The product and product documentation need to be updated at the same time to keep everything in order. The CI/CD method typically employs the Docs as Code approach. This means creating and maintaining documentation as rigorously as programming code. This approach ensures the documentation source text is stored in the same repository as the code it describes. And, when each piece of code is updated, its documentation is automatically extracted to be displayed to users.

Real-Life Example: JavaScript APIs

A global web app development company with a large number of projects needed documentation for JavaScript APIs, which give access to its apps. To provide this, technical writers created a simplified backlog of requests, bugs, and updates. This enabled the company to:

  • Prioritize the release of the core API functions needed by users
  • Detect tech and business issues in order to refer back to development


The company reduced the time and money wasted on bug fixes, which helped them free up developers’ resources to build new features faster.

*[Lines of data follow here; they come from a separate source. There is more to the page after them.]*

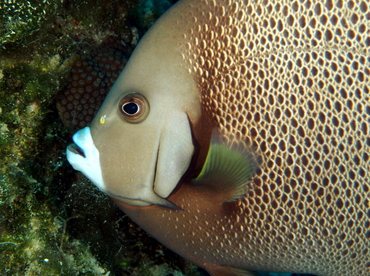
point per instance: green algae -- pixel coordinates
(52, 219)
(22, 18)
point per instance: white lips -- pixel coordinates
(90, 164)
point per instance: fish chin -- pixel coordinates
(84, 157)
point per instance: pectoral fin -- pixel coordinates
(228, 169)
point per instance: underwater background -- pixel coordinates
(52, 220)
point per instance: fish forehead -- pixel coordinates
(292, 80)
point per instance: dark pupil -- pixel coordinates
(130, 108)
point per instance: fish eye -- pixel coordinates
(134, 107)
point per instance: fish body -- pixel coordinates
(284, 85)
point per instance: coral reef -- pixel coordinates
(52, 220)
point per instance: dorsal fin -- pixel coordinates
(228, 169)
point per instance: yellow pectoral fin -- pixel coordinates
(228, 169)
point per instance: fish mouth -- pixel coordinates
(76, 149)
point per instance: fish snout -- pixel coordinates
(84, 157)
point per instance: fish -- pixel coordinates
(237, 135)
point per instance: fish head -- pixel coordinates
(141, 140)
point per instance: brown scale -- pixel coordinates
(296, 77)
(90, 80)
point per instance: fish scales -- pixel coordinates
(291, 81)
(294, 82)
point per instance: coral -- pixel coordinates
(52, 220)
(89, 82)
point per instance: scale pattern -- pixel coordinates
(292, 79)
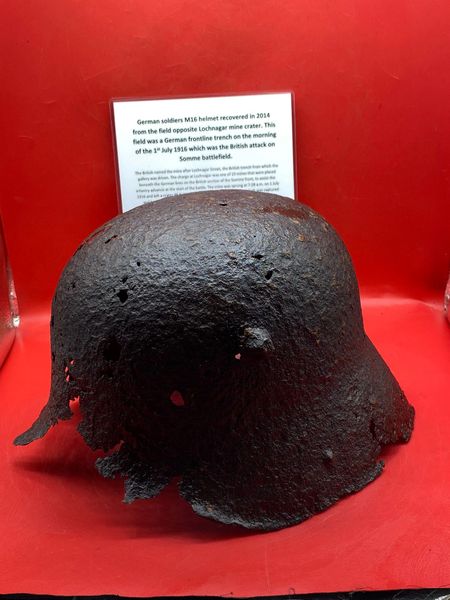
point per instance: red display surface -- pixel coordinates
(371, 83)
(65, 531)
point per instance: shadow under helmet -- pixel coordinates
(218, 337)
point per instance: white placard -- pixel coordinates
(180, 145)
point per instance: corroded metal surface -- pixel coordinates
(218, 337)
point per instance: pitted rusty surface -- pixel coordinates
(217, 337)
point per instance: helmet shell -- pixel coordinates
(218, 336)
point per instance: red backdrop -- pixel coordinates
(372, 96)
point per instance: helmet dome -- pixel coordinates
(218, 337)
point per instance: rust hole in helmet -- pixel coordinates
(122, 295)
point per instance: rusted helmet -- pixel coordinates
(217, 336)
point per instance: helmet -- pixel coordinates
(218, 337)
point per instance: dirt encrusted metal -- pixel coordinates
(217, 337)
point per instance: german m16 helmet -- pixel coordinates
(217, 336)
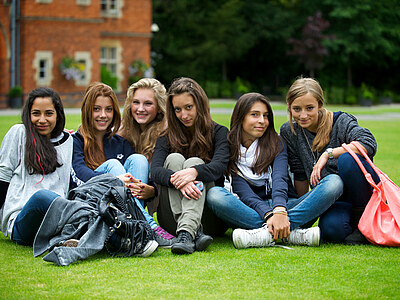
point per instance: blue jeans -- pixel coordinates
(138, 166)
(301, 211)
(336, 222)
(31, 216)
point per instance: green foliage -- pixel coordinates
(108, 77)
(242, 86)
(219, 40)
(15, 91)
(330, 271)
(351, 96)
(334, 95)
(366, 92)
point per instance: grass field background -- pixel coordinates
(329, 271)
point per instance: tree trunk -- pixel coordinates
(349, 75)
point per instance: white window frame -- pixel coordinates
(85, 58)
(46, 56)
(83, 2)
(116, 61)
(109, 11)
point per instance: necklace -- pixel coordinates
(315, 155)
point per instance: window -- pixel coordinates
(111, 59)
(43, 65)
(84, 58)
(83, 2)
(111, 8)
(108, 59)
(43, 69)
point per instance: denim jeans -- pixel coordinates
(301, 211)
(138, 166)
(336, 222)
(31, 216)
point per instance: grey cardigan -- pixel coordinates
(345, 129)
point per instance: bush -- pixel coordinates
(350, 96)
(212, 89)
(335, 95)
(15, 91)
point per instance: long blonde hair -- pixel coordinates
(301, 87)
(94, 157)
(144, 141)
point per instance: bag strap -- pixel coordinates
(368, 176)
(358, 146)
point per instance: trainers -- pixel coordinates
(259, 237)
(163, 238)
(202, 241)
(184, 244)
(304, 237)
(150, 247)
(70, 243)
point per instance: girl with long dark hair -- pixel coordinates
(98, 149)
(189, 158)
(263, 204)
(35, 165)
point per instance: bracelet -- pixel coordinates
(281, 213)
(279, 210)
(268, 215)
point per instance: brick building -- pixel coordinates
(37, 36)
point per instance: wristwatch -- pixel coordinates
(330, 153)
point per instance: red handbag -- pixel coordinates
(380, 222)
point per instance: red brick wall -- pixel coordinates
(4, 62)
(63, 27)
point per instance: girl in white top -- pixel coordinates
(35, 165)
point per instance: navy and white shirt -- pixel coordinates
(116, 147)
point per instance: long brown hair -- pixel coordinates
(301, 87)
(269, 144)
(181, 139)
(40, 154)
(144, 141)
(94, 157)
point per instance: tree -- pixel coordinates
(310, 49)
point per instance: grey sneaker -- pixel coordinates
(184, 245)
(150, 247)
(304, 237)
(163, 238)
(259, 237)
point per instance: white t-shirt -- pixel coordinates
(22, 185)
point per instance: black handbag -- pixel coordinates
(129, 230)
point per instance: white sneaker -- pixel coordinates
(150, 247)
(259, 237)
(304, 237)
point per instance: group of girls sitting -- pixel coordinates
(199, 177)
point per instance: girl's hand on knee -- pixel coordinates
(181, 178)
(142, 190)
(190, 191)
(126, 178)
(316, 173)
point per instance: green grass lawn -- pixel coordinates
(329, 271)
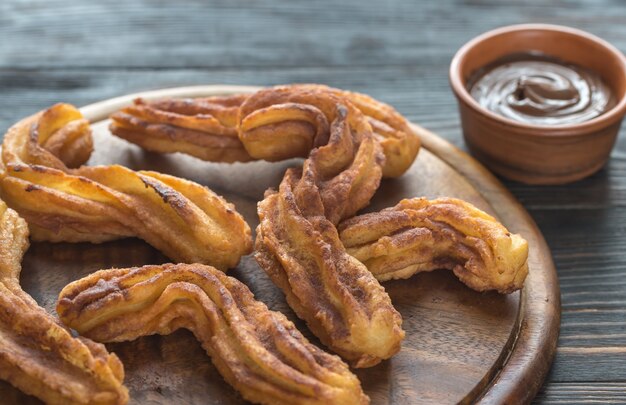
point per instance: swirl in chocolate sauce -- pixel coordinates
(540, 90)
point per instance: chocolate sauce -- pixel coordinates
(541, 90)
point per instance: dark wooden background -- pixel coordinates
(395, 50)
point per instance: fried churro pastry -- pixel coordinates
(421, 235)
(184, 220)
(207, 129)
(39, 356)
(297, 243)
(258, 351)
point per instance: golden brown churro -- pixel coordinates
(421, 235)
(207, 129)
(297, 243)
(184, 220)
(39, 356)
(257, 351)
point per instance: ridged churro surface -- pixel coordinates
(423, 235)
(184, 220)
(38, 355)
(257, 351)
(207, 129)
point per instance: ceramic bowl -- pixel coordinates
(540, 154)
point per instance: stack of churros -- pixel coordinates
(328, 262)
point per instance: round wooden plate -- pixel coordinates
(461, 346)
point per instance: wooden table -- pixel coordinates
(397, 51)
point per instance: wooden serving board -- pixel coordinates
(461, 346)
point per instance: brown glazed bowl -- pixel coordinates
(540, 154)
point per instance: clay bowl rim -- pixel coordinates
(457, 83)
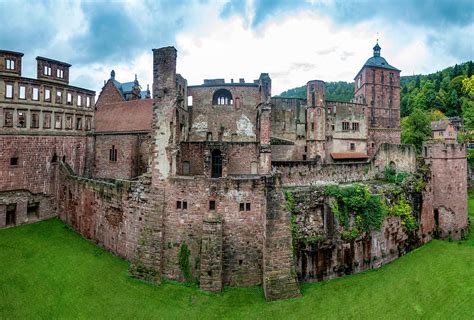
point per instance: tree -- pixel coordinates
(416, 129)
(436, 115)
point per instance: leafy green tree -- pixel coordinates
(416, 129)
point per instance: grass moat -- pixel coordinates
(49, 271)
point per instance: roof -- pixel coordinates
(53, 61)
(126, 116)
(127, 87)
(348, 155)
(379, 62)
(440, 125)
(12, 52)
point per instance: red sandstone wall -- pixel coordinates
(236, 122)
(109, 94)
(133, 152)
(110, 214)
(35, 171)
(242, 231)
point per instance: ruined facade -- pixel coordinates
(200, 172)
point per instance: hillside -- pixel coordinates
(442, 90)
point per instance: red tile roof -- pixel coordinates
(348, 155)
(126, 116)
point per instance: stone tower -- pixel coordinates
(316, 119)
(447, 188)
(378, 85)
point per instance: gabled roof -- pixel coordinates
(348, 155)
(126, 116)
(377, 61)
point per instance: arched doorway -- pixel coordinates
(216, 164)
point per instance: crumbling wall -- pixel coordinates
(111, 214)
(324, 249)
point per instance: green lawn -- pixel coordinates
(48, 271)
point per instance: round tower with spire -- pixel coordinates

It’s also now possible to transfer API functions to users more directly and quickly. Customer satisfaction and loyalty have increased as a consequence.

Technical Writing is a Game Changer

Technical writing saves you time and money on projects and simplifies communication across the company. It also helps you leverage industry-standard tools and techniques seamlessly while speeding up development. In particular, software engineers can focus on building new features rather than fixing bugs. With better products and services, you get more satisfied customers. Tech writing services can also facilitate onboarding. Well-crafted documentation can function as a single point of knowledge transfer for new team members and help them adapt faster. All this also helps you see financial profit sooner.